Each cloud app is rated by Microsoft by an individual risk score to:

  • Scores from 0 (worst, harmful) up to 10 (best, harmless)
  • App scores can be used to identify unwanted or malicious apps
  • Score metrics can be configured to own concerns, but Microsoft raises data and provides default score metrics
  • Block access to apps under a certain score (with Defender for Endpoint integration)


Discover a cloud app

If we take a look at an example, we can see an overview of the app with information about users, devices, IPs and traffic.
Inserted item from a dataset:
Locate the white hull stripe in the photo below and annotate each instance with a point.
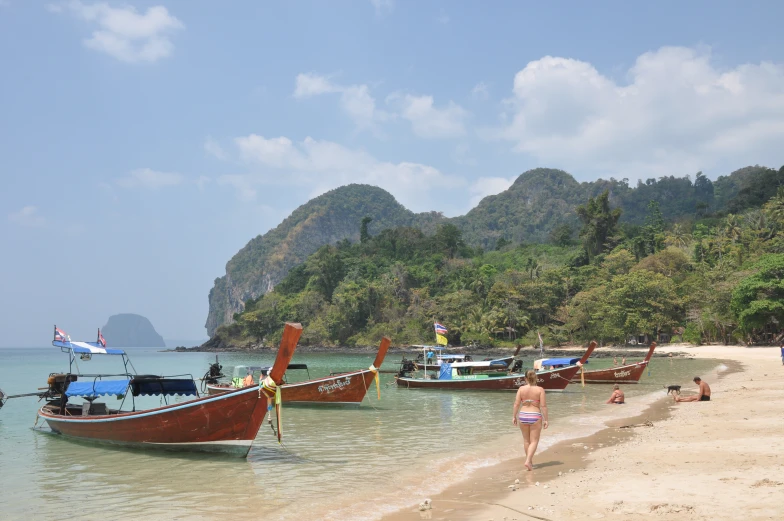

The usage is always displayed in a chart over time and has some extra information. This should help you to understand your environment and the behavior of users. Especially traffic of down- and uploads are crucial.


Discover and investigate

Over the whole platform of Defender for Cloud Apps, discovery and investigation tasks are summoned here:


How to get started

  1. Understand the product
  2. Get corresponding licenses
  3. Perform a cloud discovery
  4. Analyze data and behavior
  5. Create a concept of
    • Baseline/templated Policies
    • Individual enforcements (own Polcies)
    • Operational guide
  6. Activate Policies
  7. Respond to actions (identity & access management SecOps)

Deployment considerations at a glance

  • The Internet offers a huge and broad attack surface, interaction from users can not be governed -> Shadow IT
  • New apps are added on the go, without manual IT action
  • Operational costs are relatively low
  • Cloud access security broker (CASB) with a major App catalog rated in security and compliance terms
  • Inform & communicate about the influence and power of this tool
  • Take a look at the discovered apps and their scores
  • Operations are very intuitive through real-time Alerts
  • Information for identity events is available to investigate and correlate
  • Implement a process to sanction low-scored apps
  • Defender Suite integration is seamless and data from Defender for Cloud Apps are a must have

If you want to learn more about it, please read: A tour through Defender for Cloud Apps

Tip: Process to (re)sanction apps

If the policies are strictly enforced plus access blocked through Defender for Endpoint you should have a concept ready, which describes the process of (re)sanctioning applications.
I would consider providing a Microsoft forms that requests the background of using an app or website with a justification. Then a security manager should evaluate the request and approve or decline it.